Friday, November 20, 2009

Tobin or not Tobin, that is the question

Brown seeks support for "Tobin tax"

Sarkozy to press for 'Tobin Tax'

Brazil has imposed what may be the first Tobin Tax on foreign portfolio investment inflows.

Russia Weighs Cross-Border 'Tobin' Tax

The Tobin Tax Lives Again

Geithner Throws Tobin Tax under the bus


The Tobin tax explained
The “Tobin tax” was originally proposed in the early 1970s by James Tobin, an influential American macroeconomist and recipient of the Nobel prize for economics.

His idea was prompted by the collapse of the Bretton Woods system in 1971, which replaced an arrangement of fixed exchange rates ultimately based on the US dollar’s peg to gold with a period of volatile floating exchange rates.

Tobin proposed to reduce this volatility with a small tax – for instance 0.1 per cent – levied on every amount exchanged from one currency into another.

He wanted to discourage short-term currency speculation, which makes it difficult for countries to implement independent monetary policies by moving money quickly back and forth between countries with different interest rates.

Tobin’s goal was to “throw sand in the wheels” of global finance with a simple tax that would be small enough to make short-term purely financial movements uneconomical – without being a burden on trade.

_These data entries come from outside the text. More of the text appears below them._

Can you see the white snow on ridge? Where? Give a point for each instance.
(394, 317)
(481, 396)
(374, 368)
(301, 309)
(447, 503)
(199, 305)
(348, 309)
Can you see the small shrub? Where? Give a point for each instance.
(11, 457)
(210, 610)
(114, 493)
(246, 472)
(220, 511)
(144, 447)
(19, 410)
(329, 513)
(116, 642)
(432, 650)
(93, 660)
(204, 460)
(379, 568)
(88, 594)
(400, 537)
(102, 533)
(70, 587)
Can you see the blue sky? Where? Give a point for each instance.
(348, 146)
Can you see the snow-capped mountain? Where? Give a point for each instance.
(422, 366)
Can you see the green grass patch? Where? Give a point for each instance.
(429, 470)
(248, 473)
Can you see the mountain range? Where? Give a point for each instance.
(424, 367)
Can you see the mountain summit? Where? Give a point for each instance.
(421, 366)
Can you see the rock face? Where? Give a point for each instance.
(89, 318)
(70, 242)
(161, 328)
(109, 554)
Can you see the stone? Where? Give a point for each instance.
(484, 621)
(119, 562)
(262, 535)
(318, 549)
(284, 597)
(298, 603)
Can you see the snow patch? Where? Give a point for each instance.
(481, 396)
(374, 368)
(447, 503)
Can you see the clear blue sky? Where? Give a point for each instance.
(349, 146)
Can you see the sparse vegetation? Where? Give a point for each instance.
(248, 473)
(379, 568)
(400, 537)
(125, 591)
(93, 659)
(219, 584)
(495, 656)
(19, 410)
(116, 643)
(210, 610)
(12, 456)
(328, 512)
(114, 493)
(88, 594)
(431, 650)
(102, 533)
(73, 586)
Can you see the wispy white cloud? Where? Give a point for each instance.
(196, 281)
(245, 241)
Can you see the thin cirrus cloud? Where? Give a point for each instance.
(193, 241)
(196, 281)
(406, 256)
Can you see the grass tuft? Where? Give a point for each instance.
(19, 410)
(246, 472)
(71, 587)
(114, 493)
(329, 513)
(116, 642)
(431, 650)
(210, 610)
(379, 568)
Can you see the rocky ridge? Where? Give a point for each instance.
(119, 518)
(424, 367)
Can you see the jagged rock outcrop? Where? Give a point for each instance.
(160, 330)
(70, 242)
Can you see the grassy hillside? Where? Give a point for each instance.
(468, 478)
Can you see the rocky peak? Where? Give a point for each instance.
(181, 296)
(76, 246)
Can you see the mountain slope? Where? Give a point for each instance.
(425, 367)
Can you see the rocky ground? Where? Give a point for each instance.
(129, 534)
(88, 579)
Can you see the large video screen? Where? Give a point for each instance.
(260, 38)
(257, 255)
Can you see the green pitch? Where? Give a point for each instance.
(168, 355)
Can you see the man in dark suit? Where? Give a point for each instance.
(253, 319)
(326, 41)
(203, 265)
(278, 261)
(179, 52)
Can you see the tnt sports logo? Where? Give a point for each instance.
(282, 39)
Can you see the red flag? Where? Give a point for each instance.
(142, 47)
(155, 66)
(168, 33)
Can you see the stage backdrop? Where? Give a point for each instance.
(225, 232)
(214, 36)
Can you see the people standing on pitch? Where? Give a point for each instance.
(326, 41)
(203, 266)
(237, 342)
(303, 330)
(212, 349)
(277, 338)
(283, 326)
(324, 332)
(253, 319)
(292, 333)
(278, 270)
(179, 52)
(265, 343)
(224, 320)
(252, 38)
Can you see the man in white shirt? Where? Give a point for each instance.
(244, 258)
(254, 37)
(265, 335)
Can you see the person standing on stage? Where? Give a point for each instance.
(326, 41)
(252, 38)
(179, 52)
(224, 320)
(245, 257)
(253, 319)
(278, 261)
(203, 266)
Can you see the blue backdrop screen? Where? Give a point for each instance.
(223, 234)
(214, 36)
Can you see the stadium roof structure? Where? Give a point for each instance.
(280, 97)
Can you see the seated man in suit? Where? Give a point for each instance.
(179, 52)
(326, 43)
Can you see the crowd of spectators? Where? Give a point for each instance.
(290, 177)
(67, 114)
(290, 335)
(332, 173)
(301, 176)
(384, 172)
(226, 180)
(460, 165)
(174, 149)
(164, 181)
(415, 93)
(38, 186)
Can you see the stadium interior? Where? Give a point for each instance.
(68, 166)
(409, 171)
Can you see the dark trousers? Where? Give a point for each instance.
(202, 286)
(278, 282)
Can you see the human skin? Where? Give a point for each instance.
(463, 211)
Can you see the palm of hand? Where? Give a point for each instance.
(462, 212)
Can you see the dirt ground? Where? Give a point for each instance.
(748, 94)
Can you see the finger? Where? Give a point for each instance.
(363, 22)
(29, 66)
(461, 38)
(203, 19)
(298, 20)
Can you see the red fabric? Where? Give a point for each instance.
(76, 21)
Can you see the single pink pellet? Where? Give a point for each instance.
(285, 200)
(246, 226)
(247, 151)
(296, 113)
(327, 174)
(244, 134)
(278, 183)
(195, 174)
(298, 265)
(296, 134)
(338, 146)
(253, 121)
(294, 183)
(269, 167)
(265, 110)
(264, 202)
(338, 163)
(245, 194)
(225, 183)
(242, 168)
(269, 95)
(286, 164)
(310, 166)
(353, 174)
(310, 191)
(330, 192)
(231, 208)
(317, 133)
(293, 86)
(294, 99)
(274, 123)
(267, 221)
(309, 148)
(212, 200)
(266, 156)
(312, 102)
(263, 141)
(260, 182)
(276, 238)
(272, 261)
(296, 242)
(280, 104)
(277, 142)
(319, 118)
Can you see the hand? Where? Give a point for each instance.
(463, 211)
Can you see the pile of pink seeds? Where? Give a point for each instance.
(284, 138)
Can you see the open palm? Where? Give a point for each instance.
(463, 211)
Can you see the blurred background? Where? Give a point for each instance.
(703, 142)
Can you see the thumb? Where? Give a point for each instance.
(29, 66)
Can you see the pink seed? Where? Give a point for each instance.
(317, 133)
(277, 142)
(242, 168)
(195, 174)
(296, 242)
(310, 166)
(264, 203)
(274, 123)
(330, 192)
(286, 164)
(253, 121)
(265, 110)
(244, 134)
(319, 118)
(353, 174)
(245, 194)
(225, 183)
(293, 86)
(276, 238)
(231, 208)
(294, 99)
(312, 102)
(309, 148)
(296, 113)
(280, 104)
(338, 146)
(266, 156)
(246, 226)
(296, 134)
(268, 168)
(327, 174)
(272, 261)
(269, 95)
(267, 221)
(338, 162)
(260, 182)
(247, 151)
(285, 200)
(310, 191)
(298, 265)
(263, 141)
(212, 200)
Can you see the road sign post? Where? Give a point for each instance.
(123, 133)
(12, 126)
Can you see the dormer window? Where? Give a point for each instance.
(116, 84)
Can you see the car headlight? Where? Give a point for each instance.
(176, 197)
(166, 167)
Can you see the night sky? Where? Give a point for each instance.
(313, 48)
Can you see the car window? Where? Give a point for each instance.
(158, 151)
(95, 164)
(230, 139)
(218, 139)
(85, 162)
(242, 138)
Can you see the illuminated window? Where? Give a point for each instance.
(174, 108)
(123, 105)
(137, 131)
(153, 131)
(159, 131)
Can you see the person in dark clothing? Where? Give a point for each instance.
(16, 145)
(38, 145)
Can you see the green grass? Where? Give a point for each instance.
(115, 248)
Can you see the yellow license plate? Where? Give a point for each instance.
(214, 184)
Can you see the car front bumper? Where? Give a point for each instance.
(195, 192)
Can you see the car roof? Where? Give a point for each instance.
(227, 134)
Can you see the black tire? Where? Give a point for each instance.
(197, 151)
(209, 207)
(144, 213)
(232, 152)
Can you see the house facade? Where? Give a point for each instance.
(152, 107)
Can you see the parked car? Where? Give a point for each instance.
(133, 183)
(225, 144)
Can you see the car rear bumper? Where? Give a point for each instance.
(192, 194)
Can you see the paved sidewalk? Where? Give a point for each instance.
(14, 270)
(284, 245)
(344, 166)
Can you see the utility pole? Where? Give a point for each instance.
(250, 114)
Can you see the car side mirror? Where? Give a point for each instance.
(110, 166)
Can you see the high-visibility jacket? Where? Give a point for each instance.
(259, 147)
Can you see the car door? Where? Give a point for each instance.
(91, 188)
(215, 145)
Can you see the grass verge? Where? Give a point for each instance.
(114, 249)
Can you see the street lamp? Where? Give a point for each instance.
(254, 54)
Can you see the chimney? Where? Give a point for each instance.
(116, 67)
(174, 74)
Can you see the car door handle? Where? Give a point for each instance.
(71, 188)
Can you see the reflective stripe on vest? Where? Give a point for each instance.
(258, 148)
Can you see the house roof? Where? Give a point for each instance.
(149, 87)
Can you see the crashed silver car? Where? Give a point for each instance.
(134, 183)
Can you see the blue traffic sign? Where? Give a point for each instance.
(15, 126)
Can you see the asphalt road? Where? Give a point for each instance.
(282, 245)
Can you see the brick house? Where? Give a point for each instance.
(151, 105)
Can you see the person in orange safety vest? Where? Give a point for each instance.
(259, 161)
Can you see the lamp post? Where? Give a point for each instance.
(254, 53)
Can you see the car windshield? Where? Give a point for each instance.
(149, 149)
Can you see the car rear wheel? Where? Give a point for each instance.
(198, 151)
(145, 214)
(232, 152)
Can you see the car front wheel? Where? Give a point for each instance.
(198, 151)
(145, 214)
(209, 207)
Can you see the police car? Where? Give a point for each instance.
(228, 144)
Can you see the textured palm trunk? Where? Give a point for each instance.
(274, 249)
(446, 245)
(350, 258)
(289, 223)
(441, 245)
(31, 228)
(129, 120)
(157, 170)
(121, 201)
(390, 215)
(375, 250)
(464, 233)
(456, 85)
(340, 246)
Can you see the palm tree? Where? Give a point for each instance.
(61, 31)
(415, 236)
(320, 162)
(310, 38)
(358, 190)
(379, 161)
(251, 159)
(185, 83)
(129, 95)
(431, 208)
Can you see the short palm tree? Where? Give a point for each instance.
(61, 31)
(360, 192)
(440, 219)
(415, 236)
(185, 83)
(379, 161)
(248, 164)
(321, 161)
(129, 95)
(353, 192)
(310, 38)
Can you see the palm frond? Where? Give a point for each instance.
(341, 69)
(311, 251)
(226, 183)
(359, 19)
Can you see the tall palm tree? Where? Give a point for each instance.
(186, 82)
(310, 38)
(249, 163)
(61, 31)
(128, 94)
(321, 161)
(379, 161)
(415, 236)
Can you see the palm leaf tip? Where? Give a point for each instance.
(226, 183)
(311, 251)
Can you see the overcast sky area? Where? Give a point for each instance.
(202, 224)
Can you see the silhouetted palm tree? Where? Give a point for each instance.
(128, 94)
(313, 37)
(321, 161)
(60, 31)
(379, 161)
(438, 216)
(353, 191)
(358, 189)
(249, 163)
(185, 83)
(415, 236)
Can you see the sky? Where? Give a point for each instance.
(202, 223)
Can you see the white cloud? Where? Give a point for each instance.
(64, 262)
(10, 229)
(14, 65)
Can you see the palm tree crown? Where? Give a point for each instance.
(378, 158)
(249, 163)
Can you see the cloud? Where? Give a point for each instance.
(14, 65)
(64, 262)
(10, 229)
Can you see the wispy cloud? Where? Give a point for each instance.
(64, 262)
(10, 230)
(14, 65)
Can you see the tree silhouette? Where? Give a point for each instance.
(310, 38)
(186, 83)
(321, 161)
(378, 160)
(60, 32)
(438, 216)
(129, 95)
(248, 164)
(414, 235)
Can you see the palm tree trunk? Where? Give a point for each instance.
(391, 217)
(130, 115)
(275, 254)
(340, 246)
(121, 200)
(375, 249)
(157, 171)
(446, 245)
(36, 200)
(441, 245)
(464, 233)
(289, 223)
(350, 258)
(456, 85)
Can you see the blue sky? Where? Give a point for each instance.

The proposal never caught on in the 1970s but received renewed attention during the Asian financial crisis in the late 1990s when it became a cause celèbre for the anti-globalisation movement.

The original purpose of putting the brakes on currency speculation has been somewhat eclipsed among activists who have increasingly seen the Tobin tax as a good way of raising revenue for economic and social development.

Some have suggested that a Tobin tax should be introduced to finance the money needed to meet the UN’s Millennium Development Goals of reducing poverty and ill health. Governments have been at best lukewarm to the idea, although former French president Jacques Chirac expressed interest in it.

Tobin himself disowned activists’ adoption of his proposal for revenue-raising purposes, which he thought missed the point of the proposal: which was to reduce the socially harmful effects of finance while keeping its benefits.



MORE JUMPING ON THE BANDWAGON:

Paul Krugman says (NYT Nov 26), "a financial transactions tax is an idea whose time has come."